Marshall emphasized that she wants the community to know that “I did not have to close” and “It had nothing to do with COVID.”

She said that she feels grateful that, before she closed, she was able to tell customers, “This is where I’m going to be, and this is what’s going to be going on. The general attitude was, ‘Oh, that’s terrific; I go there all the time,’” she said.

“So really, it was a perfect blend or marriage of concepts. Selfishly, I had somewhere to go, and I didn’t leave anybody hanging.”

“I can honestly say I landed right where I’m supposed to be,” she said, and Hughes nodded in agreement. “I’m glad you feel that way!” Marshall said. “I feel really good here.”

“I feel really good that you’re here, too!” Hughes said.

A physical manifestation of the new business relationship is that even the sign that graced the front of the Wild About Birds store has found a new home. Now that it is nestled among birdbaths and landscaping on the Lord’s property, Marshall said, “It’s a nice legacy from my store. It was a very heartwarming thing that Amy did. It was well-appreciated.”

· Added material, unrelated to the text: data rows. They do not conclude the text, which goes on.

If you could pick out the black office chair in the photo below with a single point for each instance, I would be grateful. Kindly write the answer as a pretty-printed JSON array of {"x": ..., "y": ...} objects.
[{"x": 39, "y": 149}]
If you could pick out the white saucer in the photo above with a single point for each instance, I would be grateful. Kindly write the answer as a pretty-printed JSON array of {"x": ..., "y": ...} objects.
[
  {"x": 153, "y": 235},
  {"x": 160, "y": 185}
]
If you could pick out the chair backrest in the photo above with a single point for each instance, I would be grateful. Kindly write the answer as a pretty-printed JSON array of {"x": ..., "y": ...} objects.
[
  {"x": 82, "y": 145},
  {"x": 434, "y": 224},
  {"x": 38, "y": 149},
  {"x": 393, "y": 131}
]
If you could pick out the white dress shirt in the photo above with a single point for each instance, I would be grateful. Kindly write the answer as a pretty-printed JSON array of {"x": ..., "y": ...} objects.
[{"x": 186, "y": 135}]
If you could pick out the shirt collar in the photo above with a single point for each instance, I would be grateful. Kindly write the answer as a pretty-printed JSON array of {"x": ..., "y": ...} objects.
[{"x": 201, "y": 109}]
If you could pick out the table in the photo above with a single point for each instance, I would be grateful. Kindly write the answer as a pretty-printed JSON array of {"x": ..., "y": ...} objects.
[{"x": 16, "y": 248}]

As for Hughes, she smiled and agreed.

“It’s pretty cool. It’s pretty cool. … I think the coolest part for me is that since I started, people would come into the store and say, ‘You don’t have any bird stuff?’ People were blown away. We would tell people we don’t sell any bird stuff because there’s a bird store down the street, that’s also a local business, and if we start selling that stuff, then that takes away from her livelihood. We didn’t want to compete with anybody; we wanted everybody to succeed,” Hughes said.

“People would say, ‘Why would you do that? You could be selling bird stuff and making a bunch of money,” she said.

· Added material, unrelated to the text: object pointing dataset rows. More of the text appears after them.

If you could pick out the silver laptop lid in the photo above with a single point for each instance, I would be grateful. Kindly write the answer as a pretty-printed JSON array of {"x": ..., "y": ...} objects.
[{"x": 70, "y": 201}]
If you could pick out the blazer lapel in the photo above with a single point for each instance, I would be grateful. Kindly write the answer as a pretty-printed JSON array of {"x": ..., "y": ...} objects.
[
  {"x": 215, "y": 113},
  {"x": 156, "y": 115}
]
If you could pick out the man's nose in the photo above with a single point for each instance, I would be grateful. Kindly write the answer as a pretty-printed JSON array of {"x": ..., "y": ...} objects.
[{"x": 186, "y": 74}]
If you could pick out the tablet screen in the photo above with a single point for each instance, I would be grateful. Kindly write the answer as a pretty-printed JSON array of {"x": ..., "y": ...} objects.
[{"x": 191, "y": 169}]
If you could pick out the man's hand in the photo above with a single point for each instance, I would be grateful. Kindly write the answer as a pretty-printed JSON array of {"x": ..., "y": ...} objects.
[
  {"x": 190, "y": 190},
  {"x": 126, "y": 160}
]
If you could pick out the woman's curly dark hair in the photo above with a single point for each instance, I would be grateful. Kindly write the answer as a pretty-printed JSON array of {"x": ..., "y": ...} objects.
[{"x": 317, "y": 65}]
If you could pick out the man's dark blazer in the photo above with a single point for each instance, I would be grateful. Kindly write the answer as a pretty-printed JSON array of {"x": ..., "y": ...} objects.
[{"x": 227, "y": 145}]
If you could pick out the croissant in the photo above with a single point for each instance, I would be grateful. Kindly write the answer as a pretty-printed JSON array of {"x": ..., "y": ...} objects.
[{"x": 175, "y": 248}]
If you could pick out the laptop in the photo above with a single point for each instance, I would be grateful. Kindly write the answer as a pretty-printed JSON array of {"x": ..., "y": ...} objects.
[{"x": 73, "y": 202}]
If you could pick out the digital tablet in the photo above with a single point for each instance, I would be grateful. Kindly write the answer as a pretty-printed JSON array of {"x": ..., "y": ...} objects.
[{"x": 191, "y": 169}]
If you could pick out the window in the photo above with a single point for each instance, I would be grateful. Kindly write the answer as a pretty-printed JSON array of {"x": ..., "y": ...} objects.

“I was very grateful for that,” Marshall said with a smile.

“Now,” Hughes said, “It’s coming back, like tenfold. We didn’t start” selling birding supplies, “not knowing what we were doing. It’s almost like we waited our turn. Now Connie has come and she’s bringing this whole new division to our business. To me, it’s really been a blessing, that, you know, we didn’t do it the wrong way.

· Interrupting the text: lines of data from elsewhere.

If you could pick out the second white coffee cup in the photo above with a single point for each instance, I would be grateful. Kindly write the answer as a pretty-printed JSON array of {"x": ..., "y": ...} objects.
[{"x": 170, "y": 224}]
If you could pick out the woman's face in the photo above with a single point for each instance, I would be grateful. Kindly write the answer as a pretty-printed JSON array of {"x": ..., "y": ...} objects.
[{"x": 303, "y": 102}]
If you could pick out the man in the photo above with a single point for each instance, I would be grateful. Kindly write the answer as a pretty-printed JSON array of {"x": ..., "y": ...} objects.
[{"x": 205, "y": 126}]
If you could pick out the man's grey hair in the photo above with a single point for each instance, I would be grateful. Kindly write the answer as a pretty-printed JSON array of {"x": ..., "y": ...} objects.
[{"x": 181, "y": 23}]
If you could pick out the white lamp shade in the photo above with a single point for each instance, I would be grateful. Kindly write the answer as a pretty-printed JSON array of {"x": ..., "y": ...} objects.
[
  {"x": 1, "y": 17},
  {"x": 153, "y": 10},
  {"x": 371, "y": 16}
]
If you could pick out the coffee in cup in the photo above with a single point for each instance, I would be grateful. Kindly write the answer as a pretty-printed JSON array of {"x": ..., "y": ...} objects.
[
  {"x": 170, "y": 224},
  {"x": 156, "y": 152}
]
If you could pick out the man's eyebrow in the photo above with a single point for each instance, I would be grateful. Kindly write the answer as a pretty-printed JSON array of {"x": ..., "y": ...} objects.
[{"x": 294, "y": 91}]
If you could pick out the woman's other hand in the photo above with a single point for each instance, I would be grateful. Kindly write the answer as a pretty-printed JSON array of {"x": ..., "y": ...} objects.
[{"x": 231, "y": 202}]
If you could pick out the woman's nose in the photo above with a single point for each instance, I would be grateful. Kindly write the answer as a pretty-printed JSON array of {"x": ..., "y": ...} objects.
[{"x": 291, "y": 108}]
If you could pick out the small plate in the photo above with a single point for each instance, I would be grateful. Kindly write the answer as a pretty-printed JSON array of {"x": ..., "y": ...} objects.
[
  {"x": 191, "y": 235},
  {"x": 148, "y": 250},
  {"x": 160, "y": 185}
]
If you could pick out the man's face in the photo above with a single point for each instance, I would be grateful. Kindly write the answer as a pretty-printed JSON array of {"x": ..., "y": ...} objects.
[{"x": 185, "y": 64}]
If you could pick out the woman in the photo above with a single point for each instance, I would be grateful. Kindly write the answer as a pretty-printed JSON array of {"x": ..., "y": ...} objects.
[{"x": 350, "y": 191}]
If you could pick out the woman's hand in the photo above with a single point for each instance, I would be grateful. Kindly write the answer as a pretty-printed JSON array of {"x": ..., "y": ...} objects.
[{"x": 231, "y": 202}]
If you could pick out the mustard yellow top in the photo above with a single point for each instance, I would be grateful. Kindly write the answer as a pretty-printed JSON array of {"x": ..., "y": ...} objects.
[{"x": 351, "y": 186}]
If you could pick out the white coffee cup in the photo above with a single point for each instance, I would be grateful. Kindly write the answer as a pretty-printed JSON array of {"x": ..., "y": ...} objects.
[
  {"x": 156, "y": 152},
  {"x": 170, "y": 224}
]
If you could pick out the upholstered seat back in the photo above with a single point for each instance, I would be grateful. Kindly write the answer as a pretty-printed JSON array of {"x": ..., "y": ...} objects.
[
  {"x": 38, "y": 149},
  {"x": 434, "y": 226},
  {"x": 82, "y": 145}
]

“We made the right choices,” Hughes said, adding, “I feel like God puts you in the right spot and makes everything go together when you make those choices.”

As for Marshall, she said, “I feel like Amy and I share a business sense of non-competition. There’s no point in everybody carrying the exact same thing. You want to make yourself special. You want to be a destination,” she said, and not have customers saying, ‘Oh, yeah, I saw that in a lot of other stores.’”

Expansion at Lord’s comes

at right time

Not only did the new relationship with Marshall make perfect business sense, but it also came at just the right time, Hughes said. The family-run business, which Hughes’ parents started 40 years ago, is about to expand into the neighboring brick house. That building will become Lord’s Mercantile, which Hughes said is envisioned as a place to shop for everything from home décor to baby gifts, with a beach flair and an emphasis on local artisans.

The addition of Marshall to the Lord’s staff, she said, will enable her to focus on the opening of that space, while Marshall oversees the garden center.

“It kind of all fit together,” she said, sitting on the upper floor of the new building, where she said contractors were about to tear out a wall “within the hour” to clear the way for fire marshal approval to open the new business.

“Our plan is that we’re going to take a lot of the décor and things that are in the garden center right now and move them over here,” Hughes said. That way we can really expand the birding stuff, and that’ll be back to its old garden-center roots.

“We’re excited,” she said. “Connie coming in right at that point made it work really well.”

Lord’s Landscaping is located at 35577 Atlantic Avenue in Millville. Connie Marshall would like her birding friends to know she’s there every day except Wednesdays.